Once released, the dataset will also become a centerpiece of Arc’s Virtual Cell Challenge, an annual benchmarking competition evaluating how well models predict cellular responses to perturbations. The inaugural 2025 challenge—sponsored by Nvidia, 10x Genomics, and Ultima Genomics—underscored both the promise and the difficulty of defining biologically meaningful evaluation metrics.

Complementing Genetic and Spatial Approaches

While enthusiasm around large-scale perturbation data is strong, experts caution that scale alone is not enough. Ron Alfa, MD, PhD, CEO of Noetik, praised the initiative but emphasized the importance of spatial context.

“Large-scale controlled perturbation data is a valuable community resource,” Alfa said, “but spatial cellular context remains critical for learning representations that translate to patients.”

Noetik’s own approach—grounded in spatial proteomics, spatial transcriptomics, pathology imaging, and clinical metadata—highlights how chemical perturbation datasets like this one can complement, rather than replace, patient-derived multimodal data. Together, these approaches may form the backbone of clinically relevant virtual cells.

Mosaic: Unlocking Chemical Perturbations at Scale

Tahoe’s Mosaic single-cell perturbation platform is at the centre of the partnership. Originating from the lab of Hani Goodarzi, PhD, an Arc core investigator, Mosaic was developed to overcome the prohibitive cost and time required to study chemical perturbations across diverse biological models.

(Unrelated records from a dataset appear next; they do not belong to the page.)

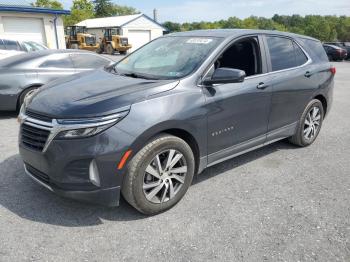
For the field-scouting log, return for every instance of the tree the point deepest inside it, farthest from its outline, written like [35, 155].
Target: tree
[103, 8]
[80, 10]
[48, 4]
[123, 10]
[324, 28]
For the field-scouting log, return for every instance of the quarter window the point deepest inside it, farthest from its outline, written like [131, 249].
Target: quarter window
[300, 57]
[281, 53]
[2, 46]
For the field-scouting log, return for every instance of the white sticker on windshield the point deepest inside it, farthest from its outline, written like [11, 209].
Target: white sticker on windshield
[199, 41]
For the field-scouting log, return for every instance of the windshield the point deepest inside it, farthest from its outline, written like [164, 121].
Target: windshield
[32, 46]
[168, 57]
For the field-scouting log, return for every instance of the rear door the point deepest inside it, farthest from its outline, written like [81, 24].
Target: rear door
[292, 84]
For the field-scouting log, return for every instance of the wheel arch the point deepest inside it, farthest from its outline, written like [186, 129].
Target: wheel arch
[183, 133]
[323, 101]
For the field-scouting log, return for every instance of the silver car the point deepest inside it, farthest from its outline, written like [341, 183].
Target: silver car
[23, 73]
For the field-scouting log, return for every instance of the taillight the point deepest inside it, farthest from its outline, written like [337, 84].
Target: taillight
[333, 70]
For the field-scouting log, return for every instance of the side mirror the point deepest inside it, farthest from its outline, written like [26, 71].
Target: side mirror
[226, 75]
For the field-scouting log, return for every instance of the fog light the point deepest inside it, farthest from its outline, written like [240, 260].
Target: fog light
[93, 173]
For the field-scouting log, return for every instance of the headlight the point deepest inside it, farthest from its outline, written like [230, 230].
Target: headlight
[80, 128]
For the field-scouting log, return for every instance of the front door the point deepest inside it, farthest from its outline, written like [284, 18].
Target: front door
[238, 112]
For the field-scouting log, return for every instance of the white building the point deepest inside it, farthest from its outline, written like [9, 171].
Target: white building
[140, 29]
[29, 23]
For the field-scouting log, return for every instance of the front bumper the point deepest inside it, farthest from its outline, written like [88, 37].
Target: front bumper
[107, 197]
[64, 168]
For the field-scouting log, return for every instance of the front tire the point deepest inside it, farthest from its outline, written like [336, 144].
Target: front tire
[159, 175]
[309, 124]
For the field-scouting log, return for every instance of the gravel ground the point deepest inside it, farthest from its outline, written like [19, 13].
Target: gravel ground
[279, 203]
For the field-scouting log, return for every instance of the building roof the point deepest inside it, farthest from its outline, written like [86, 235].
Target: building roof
[113, 21]
[24, 6]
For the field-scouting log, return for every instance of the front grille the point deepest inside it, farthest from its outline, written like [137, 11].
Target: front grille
[38, 174]
[33, 137]
[38, 116]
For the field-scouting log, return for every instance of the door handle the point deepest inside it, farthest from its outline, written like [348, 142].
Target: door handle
[308, 74]
[262, 86]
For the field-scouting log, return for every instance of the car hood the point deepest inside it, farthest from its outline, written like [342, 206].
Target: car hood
[94, 93]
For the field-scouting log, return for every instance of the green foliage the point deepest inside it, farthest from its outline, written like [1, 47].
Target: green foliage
[103, 8]
[123, 10]
[48, 4]
[80, 10]
[324, 28]
[86, 9]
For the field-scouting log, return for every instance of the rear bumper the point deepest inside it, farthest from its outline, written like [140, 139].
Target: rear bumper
[107, 196]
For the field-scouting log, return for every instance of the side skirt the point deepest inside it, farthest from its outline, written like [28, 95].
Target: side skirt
[245, 147]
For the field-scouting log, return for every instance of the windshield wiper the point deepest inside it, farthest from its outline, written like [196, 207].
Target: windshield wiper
[134, 75]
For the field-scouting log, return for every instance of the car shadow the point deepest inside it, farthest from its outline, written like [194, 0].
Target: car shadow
[20, 195]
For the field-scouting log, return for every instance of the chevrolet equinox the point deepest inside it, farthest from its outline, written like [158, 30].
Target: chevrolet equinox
[144, 126]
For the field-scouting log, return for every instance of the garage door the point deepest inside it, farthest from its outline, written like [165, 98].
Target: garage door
[28, 29]
[138, 38]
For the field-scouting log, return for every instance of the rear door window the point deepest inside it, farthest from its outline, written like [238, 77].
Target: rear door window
[87, 61]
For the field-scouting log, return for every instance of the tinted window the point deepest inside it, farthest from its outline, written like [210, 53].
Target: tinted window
[281, 52]
[57, 61]
[314, 49]
[88, 61]
[2, 46]
[11, 45]
[300, 57]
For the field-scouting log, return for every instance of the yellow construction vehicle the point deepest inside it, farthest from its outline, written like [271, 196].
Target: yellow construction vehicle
[112, 42]
[78, 38]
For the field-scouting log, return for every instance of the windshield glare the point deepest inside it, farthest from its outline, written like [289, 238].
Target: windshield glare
[168, 57]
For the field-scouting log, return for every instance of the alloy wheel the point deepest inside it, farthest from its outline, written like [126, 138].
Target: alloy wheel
[312, 123]
[164, 176]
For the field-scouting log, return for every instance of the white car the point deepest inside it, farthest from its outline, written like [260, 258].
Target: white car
[11, 47]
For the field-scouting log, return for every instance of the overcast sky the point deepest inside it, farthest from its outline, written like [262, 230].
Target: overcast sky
[210, 10]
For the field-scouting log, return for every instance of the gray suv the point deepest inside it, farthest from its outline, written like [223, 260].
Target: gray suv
[186, 101]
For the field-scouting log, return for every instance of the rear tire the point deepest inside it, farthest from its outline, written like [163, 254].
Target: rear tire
[309, 124]
[152, 188]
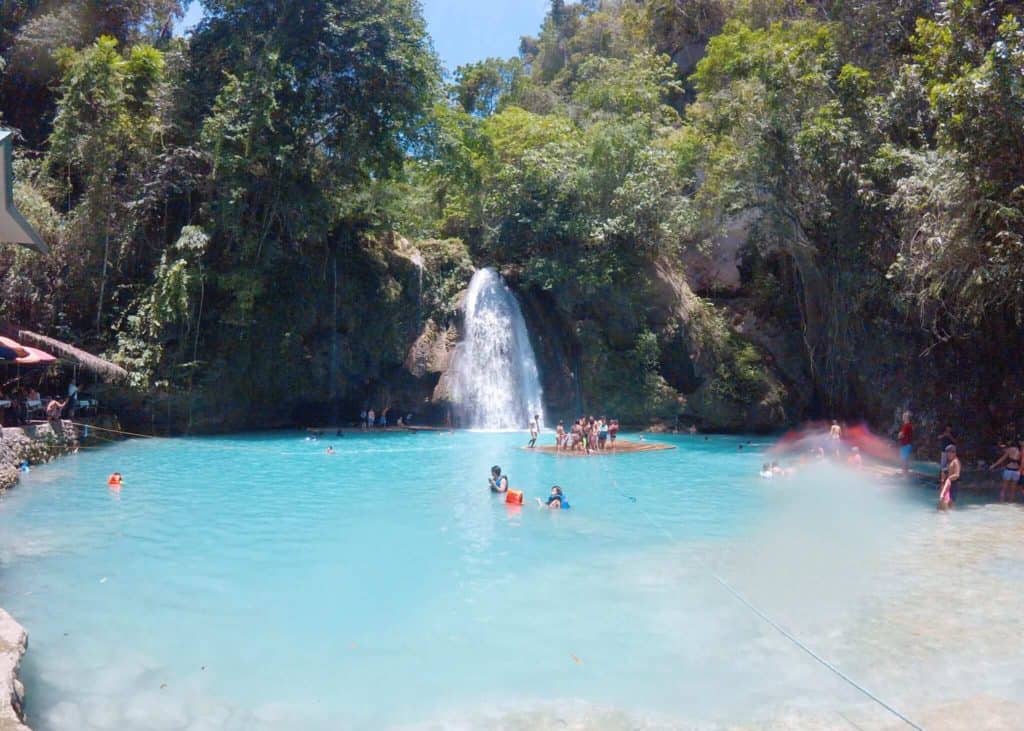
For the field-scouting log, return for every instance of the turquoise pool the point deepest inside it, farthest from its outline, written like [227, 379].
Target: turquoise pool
[257, 583]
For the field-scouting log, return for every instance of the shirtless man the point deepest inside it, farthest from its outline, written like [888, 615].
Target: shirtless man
[1011, 464]
[947, 498]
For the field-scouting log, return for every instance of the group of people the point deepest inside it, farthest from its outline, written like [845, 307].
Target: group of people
[17, 404]
[587, 434]
[370, 419]
[499, 484]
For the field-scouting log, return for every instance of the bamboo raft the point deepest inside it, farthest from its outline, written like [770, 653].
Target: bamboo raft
[623, 446]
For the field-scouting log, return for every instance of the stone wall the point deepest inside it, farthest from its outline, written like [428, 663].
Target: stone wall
[37, 443]
[13, 641]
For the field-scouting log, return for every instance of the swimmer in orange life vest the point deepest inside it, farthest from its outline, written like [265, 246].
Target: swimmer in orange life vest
[498, 481]
[556, 501]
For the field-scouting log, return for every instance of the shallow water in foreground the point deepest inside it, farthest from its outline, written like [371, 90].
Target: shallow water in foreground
[257, 583]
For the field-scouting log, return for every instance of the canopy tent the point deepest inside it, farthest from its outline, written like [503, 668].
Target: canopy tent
[13, 227]
[14, 352]
[104, 370]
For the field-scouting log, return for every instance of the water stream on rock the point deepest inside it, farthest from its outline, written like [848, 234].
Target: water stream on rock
[496, 383]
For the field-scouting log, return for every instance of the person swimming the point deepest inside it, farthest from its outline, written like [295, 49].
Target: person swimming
[556, 501]
[498, 481]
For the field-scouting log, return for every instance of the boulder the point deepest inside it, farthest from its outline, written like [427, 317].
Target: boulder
[13, 643]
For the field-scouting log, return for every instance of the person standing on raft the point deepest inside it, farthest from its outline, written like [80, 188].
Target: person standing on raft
[498, 481]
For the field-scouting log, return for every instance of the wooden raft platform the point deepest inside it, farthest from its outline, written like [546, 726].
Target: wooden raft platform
[623, 446]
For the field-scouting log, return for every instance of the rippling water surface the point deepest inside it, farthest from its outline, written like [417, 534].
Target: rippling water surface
[257, 583]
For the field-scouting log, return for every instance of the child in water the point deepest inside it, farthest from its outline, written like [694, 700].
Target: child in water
[498, 481]
[556, 501]
[949, 488]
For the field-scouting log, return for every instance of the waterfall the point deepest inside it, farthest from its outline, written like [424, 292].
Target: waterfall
[496, 384]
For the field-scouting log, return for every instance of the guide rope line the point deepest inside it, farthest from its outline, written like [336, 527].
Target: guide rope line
[771, 622]
[115, 431]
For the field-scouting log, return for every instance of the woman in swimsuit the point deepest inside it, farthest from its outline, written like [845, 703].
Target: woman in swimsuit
[1011, 464]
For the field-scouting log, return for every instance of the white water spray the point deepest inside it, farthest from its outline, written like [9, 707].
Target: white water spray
[496, 383]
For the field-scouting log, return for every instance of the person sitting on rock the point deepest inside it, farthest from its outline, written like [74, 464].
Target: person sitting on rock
[53, 411]
[498, 481]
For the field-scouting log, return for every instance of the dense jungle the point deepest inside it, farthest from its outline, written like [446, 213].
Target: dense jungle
[734, 214]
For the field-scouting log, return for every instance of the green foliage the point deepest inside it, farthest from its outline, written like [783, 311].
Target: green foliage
[479, 88]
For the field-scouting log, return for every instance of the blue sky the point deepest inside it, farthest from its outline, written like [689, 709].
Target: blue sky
[463, 30]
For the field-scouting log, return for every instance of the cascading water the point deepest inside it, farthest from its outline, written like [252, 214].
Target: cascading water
[496, 383]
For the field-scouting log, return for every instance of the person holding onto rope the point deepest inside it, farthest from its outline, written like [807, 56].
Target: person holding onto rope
[498, 481]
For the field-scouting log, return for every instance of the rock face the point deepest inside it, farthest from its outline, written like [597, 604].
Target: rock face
[36, 443]
[13, 642]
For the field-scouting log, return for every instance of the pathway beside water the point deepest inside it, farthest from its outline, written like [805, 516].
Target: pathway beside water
[257, 583]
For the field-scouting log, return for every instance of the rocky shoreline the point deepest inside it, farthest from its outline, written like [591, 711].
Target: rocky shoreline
[13, 643]
[36, 443]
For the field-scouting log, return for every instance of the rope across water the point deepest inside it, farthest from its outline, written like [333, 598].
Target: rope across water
[796, 641]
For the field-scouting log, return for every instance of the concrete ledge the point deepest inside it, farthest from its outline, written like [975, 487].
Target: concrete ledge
[13, 642]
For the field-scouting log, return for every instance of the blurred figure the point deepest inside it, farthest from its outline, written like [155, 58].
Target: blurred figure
[1011, 464]
[946, 440]
[906, 442]
[947, 497]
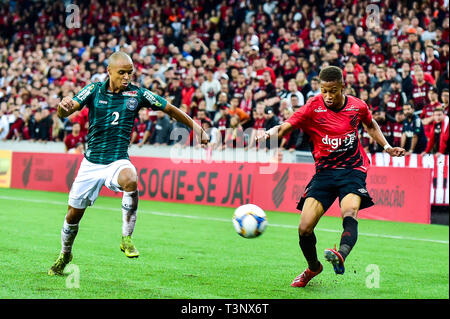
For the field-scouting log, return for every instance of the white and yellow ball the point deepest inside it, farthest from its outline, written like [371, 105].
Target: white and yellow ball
[249, 220]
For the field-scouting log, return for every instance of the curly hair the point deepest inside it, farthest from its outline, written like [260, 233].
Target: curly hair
[331, 74]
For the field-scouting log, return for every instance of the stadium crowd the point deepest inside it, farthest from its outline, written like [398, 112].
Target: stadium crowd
[234, 65]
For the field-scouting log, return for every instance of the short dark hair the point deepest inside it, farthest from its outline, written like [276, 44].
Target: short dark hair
[331, 74]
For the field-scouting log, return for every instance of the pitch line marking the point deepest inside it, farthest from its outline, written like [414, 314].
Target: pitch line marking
[225, 220]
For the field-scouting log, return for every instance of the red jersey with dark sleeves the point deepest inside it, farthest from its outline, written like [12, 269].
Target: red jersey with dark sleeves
[334, 134]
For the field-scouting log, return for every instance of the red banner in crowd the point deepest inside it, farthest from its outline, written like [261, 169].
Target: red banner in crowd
[400, 194]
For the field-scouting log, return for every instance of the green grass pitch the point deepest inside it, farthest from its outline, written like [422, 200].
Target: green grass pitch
[193, 252]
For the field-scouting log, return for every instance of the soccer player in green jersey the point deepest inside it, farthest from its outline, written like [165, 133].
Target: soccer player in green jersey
[113, 106]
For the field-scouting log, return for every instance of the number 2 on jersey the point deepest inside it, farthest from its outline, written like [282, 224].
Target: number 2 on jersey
[116, 118]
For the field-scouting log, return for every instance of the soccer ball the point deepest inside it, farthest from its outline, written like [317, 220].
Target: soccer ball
[249, 220]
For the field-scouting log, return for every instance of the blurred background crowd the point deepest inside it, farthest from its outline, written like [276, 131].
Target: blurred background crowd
[234, 65]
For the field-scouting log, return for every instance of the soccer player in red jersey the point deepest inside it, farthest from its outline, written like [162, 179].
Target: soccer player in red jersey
[331, 120]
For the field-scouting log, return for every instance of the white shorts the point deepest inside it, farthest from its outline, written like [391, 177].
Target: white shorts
[91, 178]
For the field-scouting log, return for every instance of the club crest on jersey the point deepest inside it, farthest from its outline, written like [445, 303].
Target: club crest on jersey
[131, 104]
[129, 93]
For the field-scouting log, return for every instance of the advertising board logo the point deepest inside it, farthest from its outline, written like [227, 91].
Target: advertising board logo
[280, 189]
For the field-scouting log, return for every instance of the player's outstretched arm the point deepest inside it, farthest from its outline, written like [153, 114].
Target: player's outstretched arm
[182, 117]
[374, 131]
[279, 130]
[67, 106]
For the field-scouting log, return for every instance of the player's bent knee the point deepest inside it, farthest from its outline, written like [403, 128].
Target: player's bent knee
[74, 215]
[127, 180]
[305, 230]
[350, 212]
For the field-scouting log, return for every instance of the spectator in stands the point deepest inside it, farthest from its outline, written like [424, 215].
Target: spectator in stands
[427, 114]
[142, 129]
[293, 90]
[16, 125]
[4, 122]
[420, 90]
[397, 129]
[413, 135]
[407, 80]
[438, 142]
[234, 109]
[431, 64]
[445, 100]
[234, 137]
[210, 88]
[222, 121]
[219, 38]
[215, 139]
[315, 88]
[57, 129]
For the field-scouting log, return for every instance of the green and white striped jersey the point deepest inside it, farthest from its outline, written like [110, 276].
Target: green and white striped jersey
[111, 118]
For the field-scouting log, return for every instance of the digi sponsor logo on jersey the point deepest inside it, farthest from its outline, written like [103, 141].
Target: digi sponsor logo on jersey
[335, 143]
[129, 93]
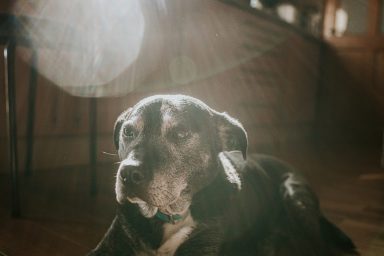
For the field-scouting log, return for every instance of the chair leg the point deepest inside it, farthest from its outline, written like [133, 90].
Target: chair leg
[9, 61]
[31, 113]
[93, 144]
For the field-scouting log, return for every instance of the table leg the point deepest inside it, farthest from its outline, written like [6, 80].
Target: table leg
[9, 59]
[31, 113]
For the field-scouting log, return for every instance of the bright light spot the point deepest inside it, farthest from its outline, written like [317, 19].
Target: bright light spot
[287, 12]
[182, 70]
[341, 22]
[256, 4]
[91, 41]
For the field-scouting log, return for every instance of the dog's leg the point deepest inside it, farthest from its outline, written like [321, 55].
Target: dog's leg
[115, 242]
[202, 241]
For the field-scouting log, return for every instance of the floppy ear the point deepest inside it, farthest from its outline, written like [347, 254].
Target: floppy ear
[232, 135]
[119, 122]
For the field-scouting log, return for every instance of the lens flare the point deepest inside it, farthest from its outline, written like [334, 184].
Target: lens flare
[83, 43]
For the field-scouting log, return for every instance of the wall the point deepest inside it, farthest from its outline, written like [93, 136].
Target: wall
[273, 93]
[352, 96]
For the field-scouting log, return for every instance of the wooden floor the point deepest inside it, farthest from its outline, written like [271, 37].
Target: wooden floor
[61, 218]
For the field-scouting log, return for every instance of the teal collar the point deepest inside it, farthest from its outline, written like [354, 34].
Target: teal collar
[172, 219]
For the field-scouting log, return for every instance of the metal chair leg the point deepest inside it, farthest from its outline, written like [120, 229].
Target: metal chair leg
[9, 60]
[31, 113]
[93, 144]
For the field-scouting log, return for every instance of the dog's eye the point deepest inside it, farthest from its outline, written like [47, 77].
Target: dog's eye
[180, 133]
[129, 133]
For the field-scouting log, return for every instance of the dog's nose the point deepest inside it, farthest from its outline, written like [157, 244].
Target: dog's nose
[131, 175]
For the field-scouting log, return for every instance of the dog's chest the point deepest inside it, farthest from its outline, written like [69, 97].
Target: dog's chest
[174, 235]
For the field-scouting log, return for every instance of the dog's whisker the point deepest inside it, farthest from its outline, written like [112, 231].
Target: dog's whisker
[108, 154]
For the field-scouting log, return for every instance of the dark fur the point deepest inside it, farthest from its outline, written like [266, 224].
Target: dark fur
[271, 211]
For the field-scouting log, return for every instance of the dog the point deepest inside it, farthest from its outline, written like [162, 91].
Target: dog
[185, 186]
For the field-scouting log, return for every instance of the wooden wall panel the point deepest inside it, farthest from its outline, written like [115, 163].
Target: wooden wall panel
[352, 105]
[272, 93]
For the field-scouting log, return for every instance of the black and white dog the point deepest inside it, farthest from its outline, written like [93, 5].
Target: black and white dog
[184, 187]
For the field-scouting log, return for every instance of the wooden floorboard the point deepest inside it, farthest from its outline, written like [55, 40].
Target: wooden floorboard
[61, 218]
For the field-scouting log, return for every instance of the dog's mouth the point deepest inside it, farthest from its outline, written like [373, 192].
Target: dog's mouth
[173, 205]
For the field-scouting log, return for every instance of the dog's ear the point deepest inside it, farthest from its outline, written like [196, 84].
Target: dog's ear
[119, 122]
[232, 135]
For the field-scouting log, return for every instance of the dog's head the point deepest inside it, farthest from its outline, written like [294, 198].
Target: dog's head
[171, 146]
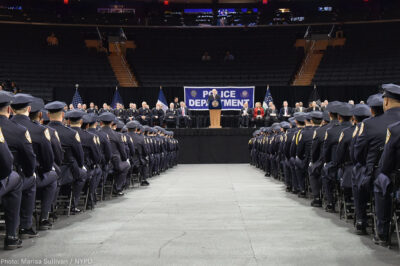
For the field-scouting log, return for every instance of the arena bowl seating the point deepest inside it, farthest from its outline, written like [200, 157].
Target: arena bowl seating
[26, 59]
[172, 57]
[371, 56]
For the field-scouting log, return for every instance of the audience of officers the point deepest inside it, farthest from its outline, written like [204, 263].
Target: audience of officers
[177, 115]
[261, 116]
[346, 159]
[45, 151]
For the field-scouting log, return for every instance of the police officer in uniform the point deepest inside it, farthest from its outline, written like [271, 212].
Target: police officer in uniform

By multiplexing cells from multiple models into a single tumor and computationally deconvolving their responses, Mosaic reduces the cost of single-cell sequencing by up to 100-fold. This makes it feasible to explore chemical perturbations at a scale previously reserved for pooled genetic screens like Perturb-seq.

Hybrid modeling approaches that incorporate biological priors have so far outperformed purely end-to-end systems, largely because existing datasets are insufficient to let models learn gene regulation from scratch. Goodarzi believes this collaboration changes that calculus.

By dramatically increasing diversity and statistical power, the Tahoe–Arc–Biohub dataset could help define new benchmarks and allow models to internalize fundamental principles of gene regulation—rather than memorizing narrow patterns.

A Step Closer to Clinical Impact

Cells remain profoundly complex, and accurately predicting patient outcomes is still beyond reach. But each large, open dataset narrows the gap between descriptive biology and predictive medicine.

With this unprecedented collaboration, Tahoe Therapeutics, Arc Institute, and Biohub are betting that open, large-scale perturbation data will be the catalyst that finally pushes virtual cells from promising research tools toward clinically meaningful systems—bringing AI-driven biological insight closer than ever to real patient impact.